When others make us angry at them- at their shamelessness, injustice, inconsideration- then they exercise power over us, they proliferate and gnaw at our soul, then anger is like a white-hot poison that corrods all mild, noble and balanced feelings and robs us of sleep. Sleepless, we turn on the light and are angry at the anger that has lodged like a succubus who sucks us dry and debilitates us. We are not only furious at the damage, but also that it develops in us all by itself, for while we sit on the edge of the bed with aching temples, the distant catalyst remains untouched by the corrosive force of the anger that eats at us. On the empty internal stage bathed in the harsh light of mute rage, we perform all by ourselves a drama with shadow figures and shadow words we hurl against enemies in helpless rage we feel as icy blazing fire in our bowels. And the greater our despair that is only a shadow play and not a real discussion with the possibility of hurting the other and producing a balance of suffering, the wilder the poisonous shadows dance and haunt us even in the darkest catacombs of our dreams. (We will turn the tables, we think grimly, and all night long forge words that will produce in the other the effect of a fire bomb so that now he will be the one with the flames of indignation raging inside while we, soothed by schadenfreude, will drink our coffee in cheerful calm.)

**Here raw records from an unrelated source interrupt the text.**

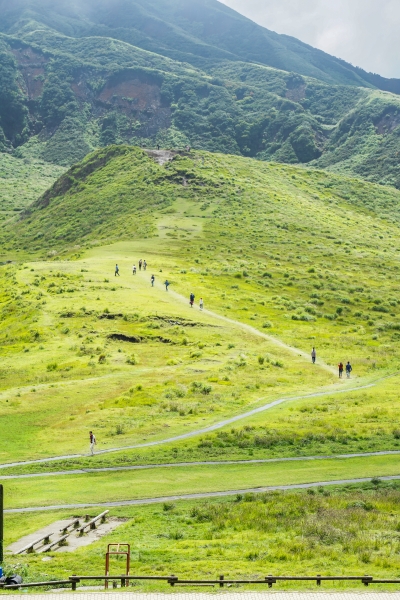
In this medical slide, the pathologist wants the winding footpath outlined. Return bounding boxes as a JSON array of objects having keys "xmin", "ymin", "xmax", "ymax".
[
  {"xmin": 0, "ymin": 372, "xmax": 392, "ymax": 469},
  {"xmin": 0, "ymin": 450, "xmax": 400, "ymax": 482},
  {"xmin": 4, "ymin": 475, "xmax": 400, "ymax": 513},
  {"xmin": 0, "ymin": 272, "xmax": 400, "ymax": 479}
]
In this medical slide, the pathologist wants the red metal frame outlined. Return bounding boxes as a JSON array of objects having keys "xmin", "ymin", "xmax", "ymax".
[{"xmin": 104, "ymin": 544, "xmax": 131, "ymax": 590}]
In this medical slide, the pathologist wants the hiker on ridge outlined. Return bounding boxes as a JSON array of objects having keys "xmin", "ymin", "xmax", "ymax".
[
  {"xmin": 346, "ymin": 361, "xmax": 353, "ymax": 379},
  {"xmin": 89, "ymin": 431, "xmax": 96, "ymax": 456}
]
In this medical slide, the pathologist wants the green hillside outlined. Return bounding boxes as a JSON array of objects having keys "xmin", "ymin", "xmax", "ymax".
[
  {"xmin": 0, "ymin": 145, "xmax": 400, "ymax": 580},
  {"xmin": 0, "ymin": 0, "xmax": 400, "ymax": 93},
  {"xmin": 0, "ymin": 0, "xmax": 400, "ymax": 192}
]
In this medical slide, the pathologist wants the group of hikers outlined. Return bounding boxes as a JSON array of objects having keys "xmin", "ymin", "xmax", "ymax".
[
  {"xmin": 311, "ymin": 348, "xmax": 353, "ymax": 379},
  {"xmin": 132, "ymin": 259, "xmax": 146, "ymax": 277},
  {"xmin": 114, "ymin": 259, "xmax": 204, "ymax": 310}
]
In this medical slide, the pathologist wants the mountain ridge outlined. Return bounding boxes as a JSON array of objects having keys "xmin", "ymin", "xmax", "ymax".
[{"xmin": 0, "ymin": 0, "xmax": 400, "ymax": 187}]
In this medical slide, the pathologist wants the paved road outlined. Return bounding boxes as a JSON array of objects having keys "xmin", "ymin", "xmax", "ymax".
[
  {"xmin": 7, "ymin": 582, "xmax": 400, "ymax": 600},
  {"xmin": 4, "ymin": 475, "xmax": 400, "ymax": 513},
  {"xmin": 0, "ymin": 372, "xmax": 390, "ymax": 469},
  {"xmin": 5, "ymin": 582, "xmax": 400, "ymax": 600},
  {"xmin": 0, "ymin": 450, "xmax": 400, "ymax": 481}
]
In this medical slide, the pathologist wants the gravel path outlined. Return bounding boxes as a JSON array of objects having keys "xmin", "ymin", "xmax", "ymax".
[
  {"xmin": 0, "ymin": 268, "xmax": 399, "ymax": 472},
  {"xmin": 4, "ymin": 475, "xmax": 400, "ymax": 513},
  {"xmin": 0, "ymin": 450, "xmax": 400, "ymax": 481},
  {"xmin": 0, "ymin": 373, "xmax": 388, "ymax": 469}
]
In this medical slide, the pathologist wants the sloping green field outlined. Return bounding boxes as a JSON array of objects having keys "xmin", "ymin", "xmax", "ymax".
[{"xmin": 0, "ymin": 147, "xmax": 400, "ymax": 578}]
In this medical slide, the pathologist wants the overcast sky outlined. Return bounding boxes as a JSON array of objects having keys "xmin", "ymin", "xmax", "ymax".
[{"xmin": 221, "ymin": 0, "xmax": 400, "ymax": 78}]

What could it mean to deal appropriately with anger? We really don't want to be soulless creatures who remain thoroughly indifferent to what they come across, creatures whose appraisals consist only of cool, anemic judgments and nothing can shake them up because nothing really bothers them. Therefore, we can't seriously wish not to know the experience of anger and instead persist in an equanimity that wouldn't be distinguished from tedious insensibility. Anger also teaches us something about who we are. Therefore this is what I'd like to know: What can it mean to train ourselves in anger and imagine that we take advantage of its knowledge without being addicted to its poison?
We can be sure that we will hold on to the deathbed as part of the last balance sheet- and this part will taste bitter as cyanide- that we have wasted too much, much too much strength and time on getting angry and getting even with others in a helpless shadow theater, which only we, who suffered impotently, knew anything about. What can we do to improve this balance sheet? Why did our parents, teachers and other instructors never talk to us about it? Why didn't they tell something of this enormous significance? Not give us in this case any compass that could have helped us avoid wasting our soul on useless, self-destructive anger?”